Soon, there's a small stand of fir trees in whose depths again there are drifts of discarded plastic. Beyond this, up a short slope, the world opens up again, and I'm eye-level with pied hills who send a blustery kiss like a challenge into me. All the birds have put their heads under their wings but the great fields that lie sprawled like the skins of beasts are showing the first break from seed this year.
My eyes have to look hard for the green that tiptoes its presence over the soil's rich brown, but it's there. A few days ago the only colour was white touched by melancholy blue, but now the naked branches for off to the left are incongruous remnants of past months. On the right, the funereal ranks of pines beyond the field stutter and break to give glimpses of the grand top of the manor house. The dignified stonework looks lost out here, blundering about from grass to woodland.
The path leads soberly down and the wind drops a little. Tufts of hedge are linked by wire, as before, until suddenly the valley's flooded with trees and the mud thickens ankle deep. A band of stones on either side indicates that I'm crossing the bridge.

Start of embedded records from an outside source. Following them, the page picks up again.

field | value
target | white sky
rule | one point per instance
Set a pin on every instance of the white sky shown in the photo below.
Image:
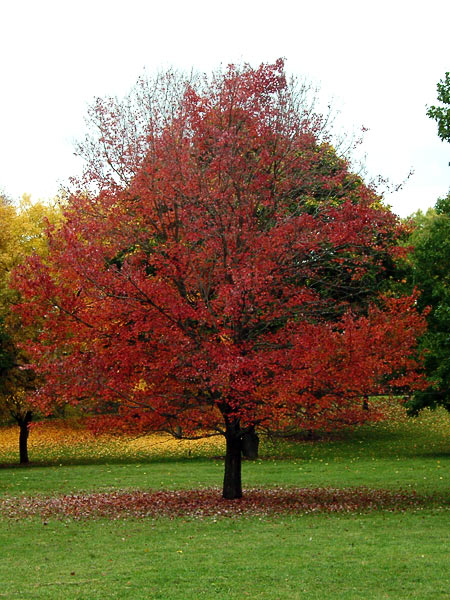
(379, 60)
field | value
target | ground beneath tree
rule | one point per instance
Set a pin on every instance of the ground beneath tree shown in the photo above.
(209, 503)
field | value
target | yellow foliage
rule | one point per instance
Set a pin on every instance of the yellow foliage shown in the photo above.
(58, 440)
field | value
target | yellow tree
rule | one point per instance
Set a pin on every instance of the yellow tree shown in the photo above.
(22, 233)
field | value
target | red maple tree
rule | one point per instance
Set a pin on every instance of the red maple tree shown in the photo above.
(231, 283)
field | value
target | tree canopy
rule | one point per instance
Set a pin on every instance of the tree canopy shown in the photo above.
(228, 280)
(429, 272)
(441, 114)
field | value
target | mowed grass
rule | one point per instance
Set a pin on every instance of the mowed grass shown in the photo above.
(339, 556)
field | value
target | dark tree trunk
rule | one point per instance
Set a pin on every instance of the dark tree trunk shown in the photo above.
(232, 482)
(250, 443)
(24, 423)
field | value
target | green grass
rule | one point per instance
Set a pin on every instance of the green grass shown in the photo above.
(338, 557)
(372, 556)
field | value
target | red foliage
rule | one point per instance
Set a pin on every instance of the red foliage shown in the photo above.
(231, 283)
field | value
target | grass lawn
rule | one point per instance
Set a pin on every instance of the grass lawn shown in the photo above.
(325, 556)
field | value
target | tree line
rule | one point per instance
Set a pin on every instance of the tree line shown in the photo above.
(219, 269)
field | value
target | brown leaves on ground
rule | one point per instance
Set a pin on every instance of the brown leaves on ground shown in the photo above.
(207, 503)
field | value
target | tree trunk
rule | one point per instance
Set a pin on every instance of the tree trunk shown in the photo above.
(250, 443)
(232, 483)
(23, 436)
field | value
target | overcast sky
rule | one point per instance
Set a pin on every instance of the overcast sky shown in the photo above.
(379, 62)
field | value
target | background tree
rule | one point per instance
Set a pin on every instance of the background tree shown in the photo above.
(441, 114)
(229, 283)
(429, 272)
(22, 232)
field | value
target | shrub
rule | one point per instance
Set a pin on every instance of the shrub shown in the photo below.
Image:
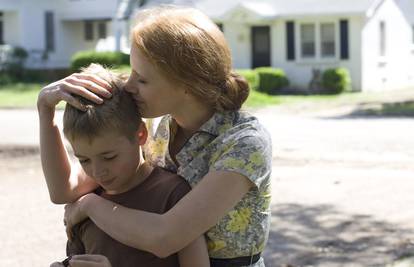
(251, 76)
(335, 81)
(108, 59)
(271, 80)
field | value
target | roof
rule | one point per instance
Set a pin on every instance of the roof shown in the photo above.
(407, 7)
(276, 8)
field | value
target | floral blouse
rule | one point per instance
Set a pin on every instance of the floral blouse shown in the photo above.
(230, 141)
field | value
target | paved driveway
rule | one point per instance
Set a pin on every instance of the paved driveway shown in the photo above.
(342, 193)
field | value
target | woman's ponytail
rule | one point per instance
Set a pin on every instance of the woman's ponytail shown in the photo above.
(234, 92)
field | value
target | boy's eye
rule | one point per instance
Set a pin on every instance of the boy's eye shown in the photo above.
(83, 161)
(110, 157)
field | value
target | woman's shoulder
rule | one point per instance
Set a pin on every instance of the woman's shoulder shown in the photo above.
(242, 125)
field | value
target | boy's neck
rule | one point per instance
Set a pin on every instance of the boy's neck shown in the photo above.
(143, 171)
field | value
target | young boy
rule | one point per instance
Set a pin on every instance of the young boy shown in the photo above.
(106, 139)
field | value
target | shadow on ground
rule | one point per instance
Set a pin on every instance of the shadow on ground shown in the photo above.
(323, 236)
(404, 109)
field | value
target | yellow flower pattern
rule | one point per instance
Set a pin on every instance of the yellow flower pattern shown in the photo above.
(239, 221)
(230, 141)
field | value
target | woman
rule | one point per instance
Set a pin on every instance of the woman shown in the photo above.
(181, 70)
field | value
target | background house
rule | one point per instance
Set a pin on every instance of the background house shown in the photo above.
(373, 39)
(53, 30)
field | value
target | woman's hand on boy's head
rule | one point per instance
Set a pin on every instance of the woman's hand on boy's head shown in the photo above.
(88, 86)
(86, 260)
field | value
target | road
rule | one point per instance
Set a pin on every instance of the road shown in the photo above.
(342, 192)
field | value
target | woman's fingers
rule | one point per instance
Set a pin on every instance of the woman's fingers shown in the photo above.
(89, 260)
(93, 83)
(79, 91)
(72, 101)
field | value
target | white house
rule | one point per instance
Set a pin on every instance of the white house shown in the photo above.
(373, 39)
(53, 30)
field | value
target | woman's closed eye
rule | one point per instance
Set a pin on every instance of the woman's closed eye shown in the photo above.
(83, 161)
(108, 158)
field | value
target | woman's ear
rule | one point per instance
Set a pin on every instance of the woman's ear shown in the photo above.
(142, 134)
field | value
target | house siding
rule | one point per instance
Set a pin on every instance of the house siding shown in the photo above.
(300, 71)
(24, 24)
(391, 71)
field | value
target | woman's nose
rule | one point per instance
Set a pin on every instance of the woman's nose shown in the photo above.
(130, 87)
(99, 172)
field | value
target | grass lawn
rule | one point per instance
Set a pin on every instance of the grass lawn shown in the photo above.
(19, 95)
(24, 95)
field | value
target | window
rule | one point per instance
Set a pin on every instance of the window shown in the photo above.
(382, 33)
(88, 30)
(1, 28)
(50, 31)
(102, 30)
(327, 40)
(412, 27)
(307, 34)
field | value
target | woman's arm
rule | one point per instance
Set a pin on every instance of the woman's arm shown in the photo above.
(215, 195)
(65, 184)
(195, 254)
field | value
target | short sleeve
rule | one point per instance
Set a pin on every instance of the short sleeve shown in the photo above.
(178, 193)
(250, 156)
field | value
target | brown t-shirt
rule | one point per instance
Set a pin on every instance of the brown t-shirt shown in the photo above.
(157, 194)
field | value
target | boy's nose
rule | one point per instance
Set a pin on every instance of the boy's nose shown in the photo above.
(99, 172)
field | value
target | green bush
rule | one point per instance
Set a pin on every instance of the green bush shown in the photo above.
(335, 81)
(251, 76)
(271, 80)
(108, 59)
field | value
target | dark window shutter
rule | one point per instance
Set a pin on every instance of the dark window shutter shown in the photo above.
(344, 35)
(290, 40)
(1, 33)
(50, 31)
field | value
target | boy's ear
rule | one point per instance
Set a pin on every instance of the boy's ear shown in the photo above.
(142, 134)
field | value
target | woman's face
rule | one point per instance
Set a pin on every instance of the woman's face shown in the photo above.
(154, 93)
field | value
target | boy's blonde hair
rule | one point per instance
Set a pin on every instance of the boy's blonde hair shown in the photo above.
(190, 49)
(117, 114)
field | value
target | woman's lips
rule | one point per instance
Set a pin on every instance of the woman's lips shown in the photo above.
(108, 182)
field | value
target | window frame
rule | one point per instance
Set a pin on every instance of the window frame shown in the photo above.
(382, 35)
(88, 30)
(50, 31)
(102, 29)
(318, 41)
(1, 29)
(322, 41)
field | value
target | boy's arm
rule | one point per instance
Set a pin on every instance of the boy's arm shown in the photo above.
(75, 245)
(65, 182)
(195, 254)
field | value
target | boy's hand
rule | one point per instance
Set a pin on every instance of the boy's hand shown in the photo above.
(86, 260)
(74, 214)
(88, 86)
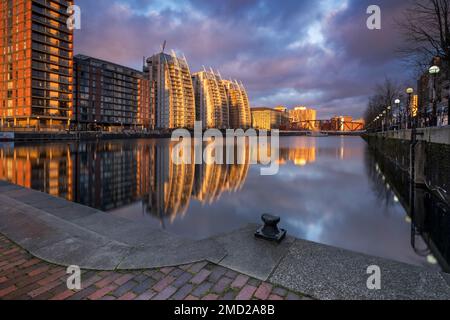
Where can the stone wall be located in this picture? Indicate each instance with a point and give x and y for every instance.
(432, 159)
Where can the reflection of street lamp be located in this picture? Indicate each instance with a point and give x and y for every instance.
(410, 92)
(389, 118)
(397, 103)
(434, 71)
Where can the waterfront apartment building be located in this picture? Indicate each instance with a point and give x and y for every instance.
(211, 100)
(240, 115)
(285, 124)
(266, 118)
(110, 97)
(173, 95)
(36, 63)
(303, 118)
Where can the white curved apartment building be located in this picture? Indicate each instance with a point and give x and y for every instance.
(211, 100)
(240, 115)
(173, 92)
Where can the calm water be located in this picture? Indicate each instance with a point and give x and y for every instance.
(325, 191)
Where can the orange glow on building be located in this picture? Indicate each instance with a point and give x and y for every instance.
(36, 64)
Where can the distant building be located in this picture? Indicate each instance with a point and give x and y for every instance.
(173, 95)
(303, 118)
(346, 123)
(109, 96)
(426, 84)
(240, 115)
(266, 118)
(211, 100)
(284, 117)
(35, 64)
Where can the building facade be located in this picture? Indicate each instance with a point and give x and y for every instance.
(436, 88)
(35, 64)
(173, 95)
(110, 97)
(266, 118)
(240, 115)
(303, 118)
(211, 100)
(285, 124)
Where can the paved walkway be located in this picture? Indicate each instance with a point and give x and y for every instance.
(24, 277)
(66, 233)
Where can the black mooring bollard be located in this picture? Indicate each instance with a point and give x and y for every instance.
(270, 230)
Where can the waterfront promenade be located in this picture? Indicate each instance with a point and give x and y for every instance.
(55, 232)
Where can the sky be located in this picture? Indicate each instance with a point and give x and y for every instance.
(316, 53)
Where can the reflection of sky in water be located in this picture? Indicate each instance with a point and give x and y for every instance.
(329, 199)
(325, 190)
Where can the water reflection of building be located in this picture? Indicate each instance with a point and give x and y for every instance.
(300, 155)
(111, 175)
(172, 187)
(213, 180)
(45, 168)
(427, 214)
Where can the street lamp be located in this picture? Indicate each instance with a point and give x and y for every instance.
(397, 103)
(410, 92)
(434, 71)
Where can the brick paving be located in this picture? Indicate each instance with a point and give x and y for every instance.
(24, 277)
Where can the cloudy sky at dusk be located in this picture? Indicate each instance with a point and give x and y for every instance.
(317, 53)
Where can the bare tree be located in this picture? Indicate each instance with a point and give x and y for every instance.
(426, 31)
(385, 95)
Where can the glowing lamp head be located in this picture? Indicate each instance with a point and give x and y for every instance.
(434, 70)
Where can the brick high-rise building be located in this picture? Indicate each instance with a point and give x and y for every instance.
(36, 61)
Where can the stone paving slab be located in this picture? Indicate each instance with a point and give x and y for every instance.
(93, 239)
(246, 254)
(23, 277)
(332, 273)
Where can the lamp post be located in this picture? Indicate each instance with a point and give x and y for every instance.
(410, 92)
(434, 71)
(397, 103)
(389, 117)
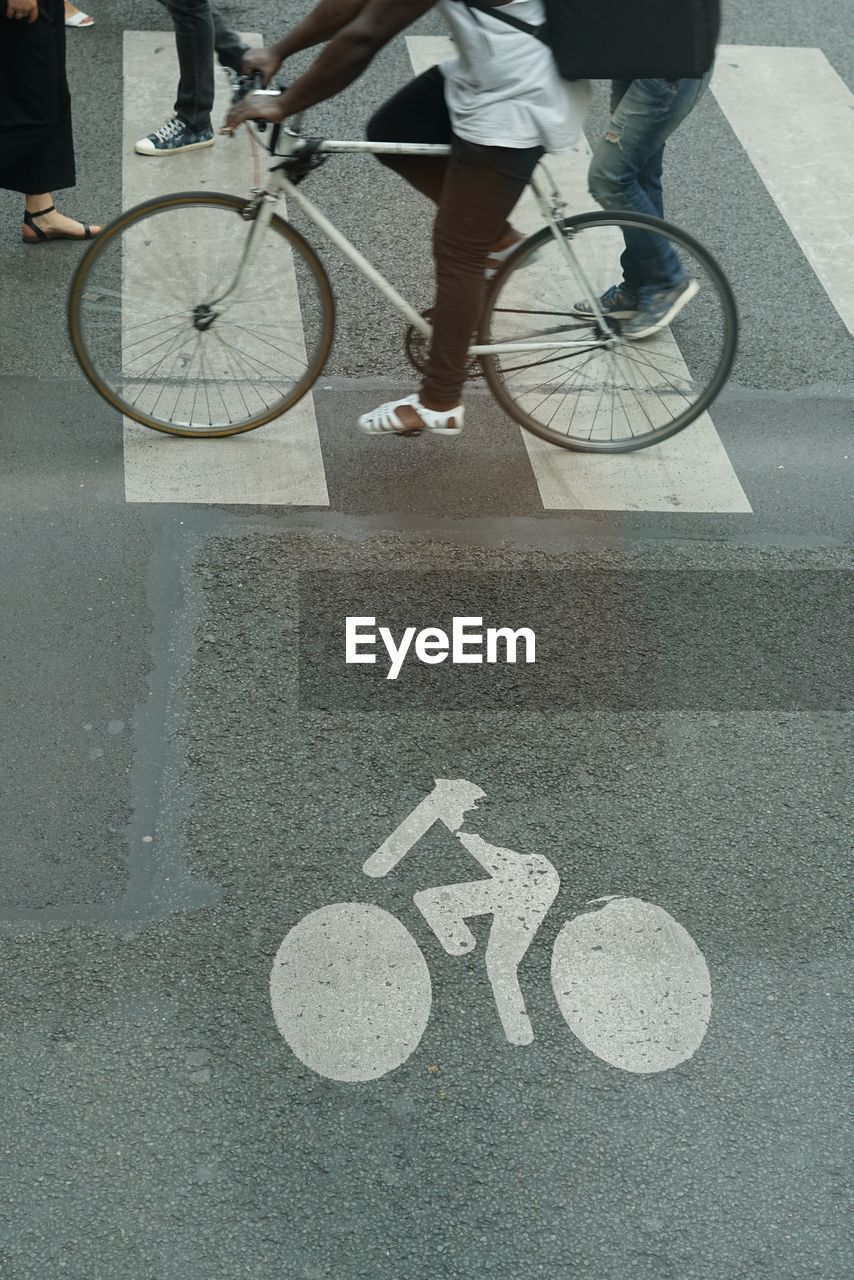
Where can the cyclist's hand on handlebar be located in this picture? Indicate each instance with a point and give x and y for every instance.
(256, 106)
(261, 62)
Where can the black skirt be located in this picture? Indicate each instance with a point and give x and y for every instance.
(36, 145)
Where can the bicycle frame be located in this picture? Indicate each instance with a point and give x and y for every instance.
(279, 184)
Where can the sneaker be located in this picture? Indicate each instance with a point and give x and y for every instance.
(619, 302)
(657, 309)
(172, 137)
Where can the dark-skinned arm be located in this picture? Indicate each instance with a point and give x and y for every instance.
(342, 62)
(324, 22)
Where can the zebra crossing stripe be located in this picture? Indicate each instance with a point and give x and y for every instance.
(692, 472)
(793, 115)
(277, 465)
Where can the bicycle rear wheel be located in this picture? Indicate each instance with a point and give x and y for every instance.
(165, 341)
(583, 384)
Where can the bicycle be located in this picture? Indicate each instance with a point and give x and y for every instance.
(351, 990)
(241, 323)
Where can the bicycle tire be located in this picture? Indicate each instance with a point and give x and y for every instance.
(521, 257)
(211, 200)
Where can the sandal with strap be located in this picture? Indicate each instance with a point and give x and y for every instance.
(42, 237)
(384, 420)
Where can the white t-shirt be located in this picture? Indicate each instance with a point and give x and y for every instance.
(503, 88)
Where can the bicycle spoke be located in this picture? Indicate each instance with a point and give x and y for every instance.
(160, 347)
(617, 393)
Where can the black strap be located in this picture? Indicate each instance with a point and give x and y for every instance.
(539, 32)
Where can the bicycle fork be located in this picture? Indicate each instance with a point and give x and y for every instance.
(517, 894)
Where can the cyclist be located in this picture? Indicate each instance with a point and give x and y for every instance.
(499, 104)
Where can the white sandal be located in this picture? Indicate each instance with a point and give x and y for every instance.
(384, 420)
(80, 19)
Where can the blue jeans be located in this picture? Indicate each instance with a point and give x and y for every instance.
(626, 168)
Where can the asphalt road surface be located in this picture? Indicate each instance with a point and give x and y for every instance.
(197, 1084)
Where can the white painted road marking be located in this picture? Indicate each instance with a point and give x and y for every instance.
(692, 472)
(794, 117)
(277, 465)
(351, 991)
(633, 986)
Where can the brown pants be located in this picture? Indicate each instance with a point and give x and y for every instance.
(475, 190)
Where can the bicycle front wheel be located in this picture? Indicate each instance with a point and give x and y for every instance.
(581, 382)
(181, 330)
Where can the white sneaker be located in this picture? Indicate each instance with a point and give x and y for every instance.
(174, 137)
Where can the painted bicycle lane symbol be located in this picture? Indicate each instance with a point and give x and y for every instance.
(351, 990)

Under it, the stream spits its way among weeds and stones, its rippling playing counterpoint to the moving branches overhead. The track coils up steeply, but a tiny tempting path leads off to the right, promising deep access to the woods. I hesitate but hold back, remember the way the earth sucked at my feet last time I was here, in the middle of the thaw.
The stream boomed by then, and was joined a little way into the undergrowth by a tributary carrying icy fresh melt down from the hilltop. The earth banks alongside the track in which the trees set their roots were coiled about with vapour in the sunlight. Today, in the cloud, the earth is merely damp and tributary stream is silent.
As the track bends upwards, bushes form a thick border to the route, barely giving any hint of the other side. Chaffinches hop from twig to twig with agitation, and a flock of them sets off in panic ahead of me. When I look back they've looped back and I can see their little heads in the branches glaring at me.
The going underfoot firms back to stones and sand, and the high bushes fall away. I can see the fields again, taste the wind. Trees net magpies and crows in their dull shadows on the sky but other birds swoop and turn, masters of the land within my reach and that which stretches, gradually bluing, as far as the horizon.